I will gladly take your mo.....I mean review.


----------



## drmike (Jan 12, 2014)

Maybe balance it out with an established name that is not covered much, a new company < 18 months old and some company offering something totally different.

Important to come up with standardized testing script of sorts and some scheduler for it.  Run, wait, repeat


----------



## fizzyjoe908 (Jan 12, 2014)

I don't want to seem needy, but SRSNode could use something like this.


----------



## MannDude (Jan 12, 2014)

SkylarM said:


> I will gladly take your mo.....I mean review.

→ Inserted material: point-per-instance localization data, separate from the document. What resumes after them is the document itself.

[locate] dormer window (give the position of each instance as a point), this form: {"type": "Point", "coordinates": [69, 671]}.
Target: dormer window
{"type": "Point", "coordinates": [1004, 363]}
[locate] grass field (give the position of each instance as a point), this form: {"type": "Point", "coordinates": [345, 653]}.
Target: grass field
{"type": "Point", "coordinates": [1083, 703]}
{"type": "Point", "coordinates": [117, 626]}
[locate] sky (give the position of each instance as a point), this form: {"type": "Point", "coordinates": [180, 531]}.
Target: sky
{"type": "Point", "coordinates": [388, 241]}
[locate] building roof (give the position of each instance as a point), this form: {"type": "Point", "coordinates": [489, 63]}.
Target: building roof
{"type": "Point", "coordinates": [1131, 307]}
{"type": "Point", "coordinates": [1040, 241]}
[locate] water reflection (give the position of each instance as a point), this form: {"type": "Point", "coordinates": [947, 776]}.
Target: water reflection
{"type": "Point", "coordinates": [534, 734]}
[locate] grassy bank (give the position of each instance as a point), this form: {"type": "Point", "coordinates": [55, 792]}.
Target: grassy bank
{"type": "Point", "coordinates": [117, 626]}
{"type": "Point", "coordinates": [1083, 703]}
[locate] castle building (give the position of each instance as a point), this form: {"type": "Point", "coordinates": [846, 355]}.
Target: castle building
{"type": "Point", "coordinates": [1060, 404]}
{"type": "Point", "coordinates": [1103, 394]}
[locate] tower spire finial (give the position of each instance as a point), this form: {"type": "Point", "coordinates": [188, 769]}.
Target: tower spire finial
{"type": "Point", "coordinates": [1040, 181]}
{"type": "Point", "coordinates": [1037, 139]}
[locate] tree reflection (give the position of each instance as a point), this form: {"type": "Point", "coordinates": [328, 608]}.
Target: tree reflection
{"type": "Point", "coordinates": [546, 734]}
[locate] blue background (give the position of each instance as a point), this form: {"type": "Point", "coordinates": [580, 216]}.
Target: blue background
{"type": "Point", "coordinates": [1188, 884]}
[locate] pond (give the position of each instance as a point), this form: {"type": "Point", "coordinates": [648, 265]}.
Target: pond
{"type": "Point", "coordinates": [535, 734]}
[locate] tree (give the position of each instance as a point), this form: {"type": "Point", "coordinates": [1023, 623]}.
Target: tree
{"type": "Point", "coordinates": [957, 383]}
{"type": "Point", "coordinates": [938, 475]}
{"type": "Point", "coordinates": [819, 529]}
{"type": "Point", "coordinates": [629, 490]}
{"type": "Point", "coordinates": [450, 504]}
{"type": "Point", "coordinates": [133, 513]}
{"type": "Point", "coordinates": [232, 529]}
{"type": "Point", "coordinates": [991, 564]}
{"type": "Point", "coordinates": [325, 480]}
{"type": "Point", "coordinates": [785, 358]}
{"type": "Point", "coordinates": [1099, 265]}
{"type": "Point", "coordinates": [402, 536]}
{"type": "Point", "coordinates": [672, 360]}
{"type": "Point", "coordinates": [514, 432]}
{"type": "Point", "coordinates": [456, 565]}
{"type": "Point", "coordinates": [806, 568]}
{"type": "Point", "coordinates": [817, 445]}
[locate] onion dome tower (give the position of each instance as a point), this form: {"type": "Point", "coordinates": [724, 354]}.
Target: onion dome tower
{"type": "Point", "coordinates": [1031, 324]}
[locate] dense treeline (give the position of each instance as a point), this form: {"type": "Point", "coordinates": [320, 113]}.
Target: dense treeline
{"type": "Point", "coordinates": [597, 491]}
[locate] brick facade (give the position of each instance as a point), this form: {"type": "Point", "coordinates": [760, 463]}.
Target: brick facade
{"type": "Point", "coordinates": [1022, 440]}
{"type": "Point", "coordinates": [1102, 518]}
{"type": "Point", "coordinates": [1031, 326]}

Haha. Crissic is an up-and-comer, I can tell. I've heard good things. Have never used the service and unsure if reviews are published here or not (unsure without searching). Certainly will consider it.



drmike said:


> Maybe balance it out with an established name that is not covered much, a new company < 18 months old and some company offering something totally different.
> 
> Important to come up with standardized testing script of sorts and some scheduler for it.  Run, wait, repeat


Absolutely.

Personally, I have services with a handful of providers here. When I see someone contributing positively or doing something different, I want to check them out. Namely those with custom panels I like to sample or anyone here who has expressed having a fair share of knowledge. I don't write reviews, however, because I feel like people would consider my words to be biased. Some of the companies I enjoy are advertisers here, for example, so I can not imagine a positive review coming from me being worth anything to the average reader because of that. =/

Ideally I'd like to have some lesser known companies reviewed, including those offering unique services or out of unique locations, as well as those who have custom panels and whatnot. Unsure how it will all be tested yet, ideally the company wouldn't know who it is signing up to do the review so no special treatment can be made. I suspect things like uptime and general benchmarking metrics would be recorded and logged, benchmarks can probably be ran automatically on a schedule and logged over the course of time so results can be compared to previous testings over the course of 1, 3, and 6 months. Random communication can be started via ticket every so often to test response times, competence, etc.

We'll see.


----------



## XFS_Duke (Jan 12, 2014)

Could do a review on my company.


----------



## MannDude (Jan 12, 2014)

fizzyjoe908 said:


> I don't want to seem needy, but SRSNode could use something like this.





XFS_Duke said:


> Could do a review on my company.


Will all certainly be considered.


----------



## shovenose (Jan 12, 2014)

I don't think we have any (real) reviews by (real) customers (yet). There's one person who was going to write on but I don't think they ever did...


----------



## telephone (Jan 12, 2014)

My List (I've used 1/2 of them):


Online.net (€10 - €15 server)
RansomIT
anyNode
My Custom Hosting
Crissic Solutions
Fliphost
drServer (any of his subsidiaries)
Loose Foot Computing (LFCVPS)

In regards to the actual review, I dislike reviews that are solely based upon benchmarks that are run a few times throughout the lifespan of the VPS.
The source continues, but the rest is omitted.